Design and construction
- Architect: Office of the Supervising Architect

= Ford House Office Building =

Government building in Washington, D.C.

The Ford House Office Building is one of the five office buildings containing U.S. House of Representatives staff in Washington, D.C., on Capitol Hill.

The Ford House Office Building is the only House Office Building that is not connected underground to either one of the other office buildings or to the Capitol itself, and the only House Office Building that does not contain offices of members of Congress. Instead, it primarily houses committee staff and other offices, including the Architect of the Capitol, the Congressional Budget Office, and the Commission on Security and Cooperation in Europe.

==History==
Prior to the construction of the current Ford House Office Building, the site was the home to the Bell School of the public schools system of Washington, D.C. / District of Columbia government and the Zion Wesley Chapel. Construction of the building began in 1939 as part of 32nd President Franklin D. Roosevelt's New Deal programs, the Works Progress Administration (W.P.A.). It was designed by architects and engineers in the Office of the Supervising Architect of the old Public Buildings Administration under Louis A. Simon. The building originally housed the United States Census Bureau (of the U.S. Department of Commerce) from 1940 to 1942. Over the years, it was used by the Federal Bureau of Investigation to house its Latent Print Unit.
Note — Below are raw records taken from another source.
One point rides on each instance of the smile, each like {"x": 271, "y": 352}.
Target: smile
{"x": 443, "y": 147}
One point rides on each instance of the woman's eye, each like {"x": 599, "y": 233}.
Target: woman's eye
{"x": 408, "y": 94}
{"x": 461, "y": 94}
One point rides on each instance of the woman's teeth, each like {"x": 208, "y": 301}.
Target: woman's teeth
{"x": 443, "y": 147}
Thousands of fingerprint records were housed in the building, requiring manual search techniques to find a match. The unit was one of the first to move to the FBI's new main headquarters, the J. Edgar Hoover Building on Pennsylvania Avenue upon its completion in 1974. Following the FBI's fingerprint section departure, the building was purchased by the Architect of the Capitol's office and was renamed House Annex-2. In the late 1980s, the Democratic and Republican parties were each permitted to rename a former House Annex building. The Republicans, then in the minority, chose to rename House Annex-2, as the Ford Building after Republican Party member, former vice president and 38th President of the United States (served 1974–1977), and previously U.S. Representative (congressman) from Michigan and House Minority Leader Gerald R. Ford (1913–2006), while the Democrats chose to rename House Annex-1, as the O'Neill House Office Building after former Speaker of the House Thomas ("Tip") O'Neill (1912–1994), of Massachusetts. The building was officially renamed on September 10, 1990.